Not in front of the children


Habit or ritual?




Good Friday is the day when I go to church.  Not, as when I was young, to the three-hour service, but for some other reason which is not always clear to me.
            I do not have to go inside for very long, but I do like to make the effort and sit in a pew for some moments and be quiet and think.
            I have had to put up with some scepticism about this little quirk, especially as I am not a professing Christian any more!  Whatever.  I have visited a church wherever I am on this day and I did the same thing today.
            I do not go very far out of my way to accomplish this little visit and today I went to the church in the entre of Castelldefels.
            Our church is odd in that the main body of the church has no windows.  Where the windows should be there are instead massive paintings of scenes from the Life of Christ.  They are something of an artistic feature of the town and are well worth a view.
            I went into the church after an interesting lunch in a new restaurant (see Toni’s blog: http://catalunyaplacetoeat.blogspot.com.es ) – finding a place was not easy given that today is a Bank Holiday.
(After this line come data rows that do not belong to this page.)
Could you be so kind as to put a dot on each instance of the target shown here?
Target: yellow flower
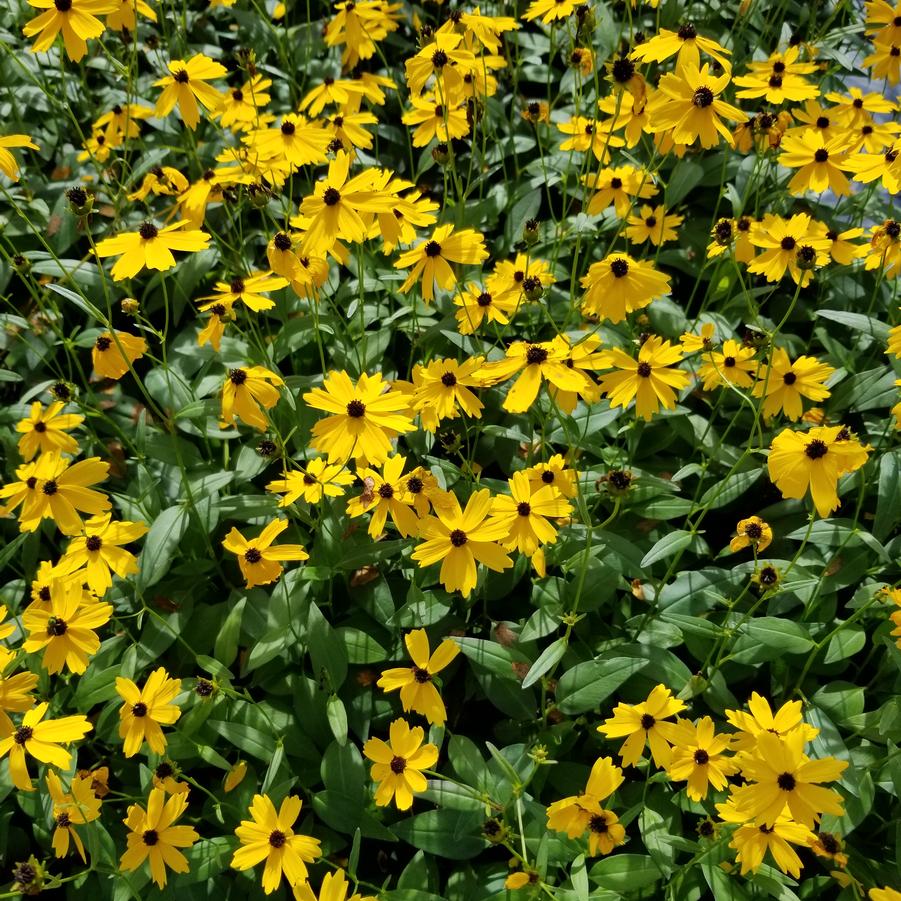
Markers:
(151, 247)
(364, 417)
(316, 480)
(644, 722)
(186, 84)
(698, 758)
(245, 392)
(815, 460)
(71, 809)
(145, 709)
(460, 539)
(45, 430)
(268, 836)
(153, 835)
(651, 380)
(618, 285)
(417, 690)
(77, 19)
(431, 259)
(8, 165)
(63, 626)
(42, 739)
(753, 532)
(398, 764)
(259, 559)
One of our favourite places to eat is in a hotel restaurant – which was closed for the Easter holidays, a situation which by its sheer illogicality seemed odd to say the least, but we have given up expecting logic to dictate actions in this part of the world!
            The body of the church was empty, with a few women in the side chapel.  In the gloom of the church the one thing that stood out was the high altar.  That had been stripped back to show some icon-like paintings on the side, but it was what was on the top which shocked me.
            Across the length of the altar was a gleamingly realistic loincloth-wearing cadaver whose injured head was resting on a pillow.  It was horrific and frankly repulsive.  I know that you could make the point that what happened to Jesus was repulsive and we should not prettify his death, but there was something grotesquely unpleasant about such a realistically flamboyant display of death.
            I found it impossible to concentrate and the experience was anything other than conducive to meditation.  A thoroughly unpleasant experience!
            And I feel cheated of my annual indulgence.